The Invisible Epidemic of Code Theft

Earlier this month, the maintainer of open-source project Cheating-Daddy uncovered a brazen case of software plagiarism: a Y Combinator-backed startup had copied their GPL-licensed codebase, removed all comments, and relicensed it as proprietary under the name "Glass." This incident isn't isolated. During security assessments, Trail of Bits routinely discovers improperly vendored code—copied snippets or entire libraries—that introduce hidden vulnerabilities and legal liabilities.

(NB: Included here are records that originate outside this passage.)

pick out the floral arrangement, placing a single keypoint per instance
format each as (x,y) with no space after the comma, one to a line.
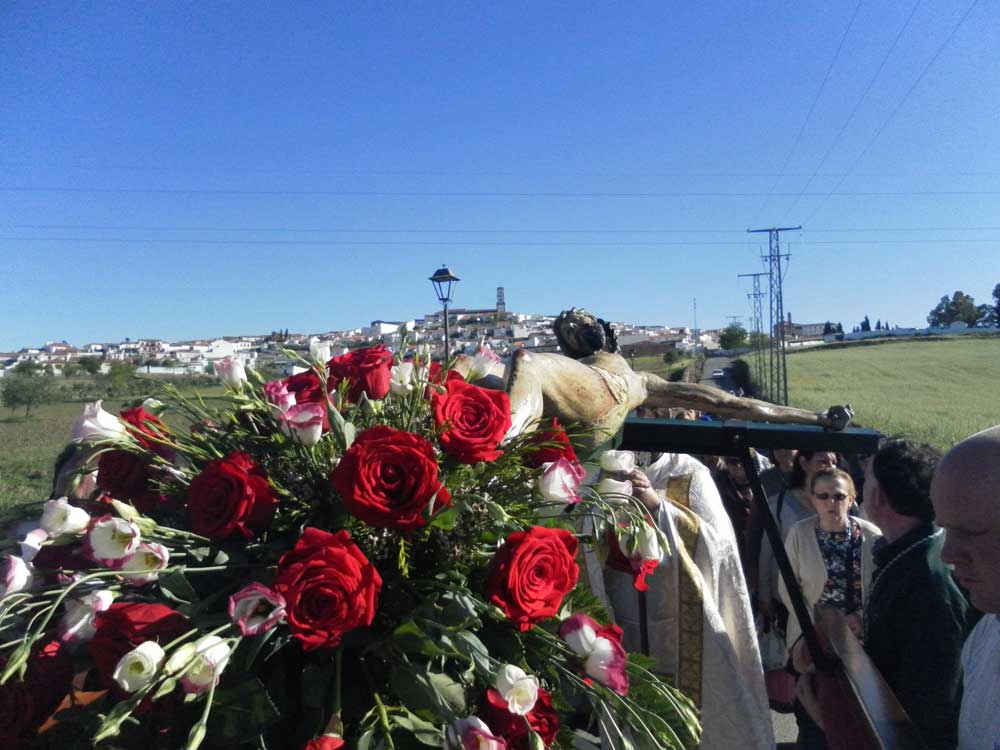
(356,556)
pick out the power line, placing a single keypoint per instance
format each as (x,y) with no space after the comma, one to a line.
(857,105)
(812,107)
(899,105)
(492,193)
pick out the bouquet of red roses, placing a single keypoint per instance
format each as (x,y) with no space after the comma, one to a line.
(358,555)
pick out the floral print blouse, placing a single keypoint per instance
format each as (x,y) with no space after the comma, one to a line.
(842,553)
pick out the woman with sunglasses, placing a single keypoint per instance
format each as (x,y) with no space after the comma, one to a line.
(831,557)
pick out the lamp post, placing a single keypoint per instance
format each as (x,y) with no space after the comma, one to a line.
(442,280)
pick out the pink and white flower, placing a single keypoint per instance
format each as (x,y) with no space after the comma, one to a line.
(110,540)
(518,688)
(277,393)
(97,424)
(139,666)
(59,517)
(78,623)
(560,481)
(599,648)
(16,575)
(472,734)
(305,421)
(256,609)
(148,556)
(201,662)
(230,371)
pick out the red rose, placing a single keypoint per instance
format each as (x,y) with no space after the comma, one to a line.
(231,495)
(387,478)
(25,706)
(147,429)
(124,625)
(543,718)
(330,588)
(306,387)
(126,476)
(475,420)
(531,573)
(325,742)
(368,370)
(548,446)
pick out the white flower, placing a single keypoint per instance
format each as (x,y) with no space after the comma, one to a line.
(319,350)
(402,378)
(97,424)
(59,517)
(17,576)
(139,666)
(618,461)
(210,654)
(560,481)
(110,540)
(32,543)
(147,556)
(608,487)
(518,688)
(79,621)
(230,371)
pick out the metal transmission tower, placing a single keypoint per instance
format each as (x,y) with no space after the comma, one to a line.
(757,308)
(776,365)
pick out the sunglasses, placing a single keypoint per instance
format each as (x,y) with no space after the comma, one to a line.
(837,496)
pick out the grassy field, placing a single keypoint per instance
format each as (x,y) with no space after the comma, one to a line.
(937,392)
(28,447)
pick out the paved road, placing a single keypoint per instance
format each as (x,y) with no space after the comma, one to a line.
(718,363)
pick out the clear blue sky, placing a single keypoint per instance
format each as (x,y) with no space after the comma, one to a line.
(196,169)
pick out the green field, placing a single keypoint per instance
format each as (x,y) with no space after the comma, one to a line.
(28,447)
(937,392)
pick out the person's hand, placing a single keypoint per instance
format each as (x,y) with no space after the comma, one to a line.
(643,490)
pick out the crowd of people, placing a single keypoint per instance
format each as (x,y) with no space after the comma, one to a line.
(905,544)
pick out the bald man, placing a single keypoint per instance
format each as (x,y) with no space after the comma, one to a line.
(966,495)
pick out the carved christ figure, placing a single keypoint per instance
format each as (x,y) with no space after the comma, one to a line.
(593,386)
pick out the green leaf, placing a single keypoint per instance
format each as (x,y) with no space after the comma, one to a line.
(176,586)
(241,711)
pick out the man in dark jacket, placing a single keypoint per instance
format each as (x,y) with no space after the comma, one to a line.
(916,619)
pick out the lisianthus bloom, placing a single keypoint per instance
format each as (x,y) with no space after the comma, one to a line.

"Security debt accumulates silently when developers vendor code," explains the Trail of Bits team. "Whether copying an OpenSSL function or a smart contract utility from OpenZeppelin, you inherit every vulnerability in that code. Without tracking its origin, you won't know when new CVEs affect you." The consequences cascade: attribution disappears, licenses are violated, and frozen codebites while the original project evolves.

How Vendetect Unmasks Obfuscated Code

Enter Vendetect, Trail of Bits' new open-source tool that detects vendored code using semantic fingerprinting. Unlike academic plagiarism detectors, Vendetect implements the Winnowing algorithm—used in Stanford's MOSS system—but adds critical version control awareness. Here's how it cuts through obfuscation:

  1. Tokenization: Code is parsed via Pygments' language-specific lexers
  2. k-gram generation: Overlapping token sequences create context-rich signatures
  3. Fingerprinting: Hashed k-grams pass through a sliding window to generate immutable identifiers
  4. Git archaeology: Pinpoints exact source commits when matches are found
# Core detection process
from vendetect.fingerprint import WinnowingComparator

# Generates fingerprint resilient to:
# - Renamed variables
# - Stripped comments
# - Reformatted code
comparator = WinnowingComparator()
fingerprint = comparator.fingerprint('suspicious_file.c')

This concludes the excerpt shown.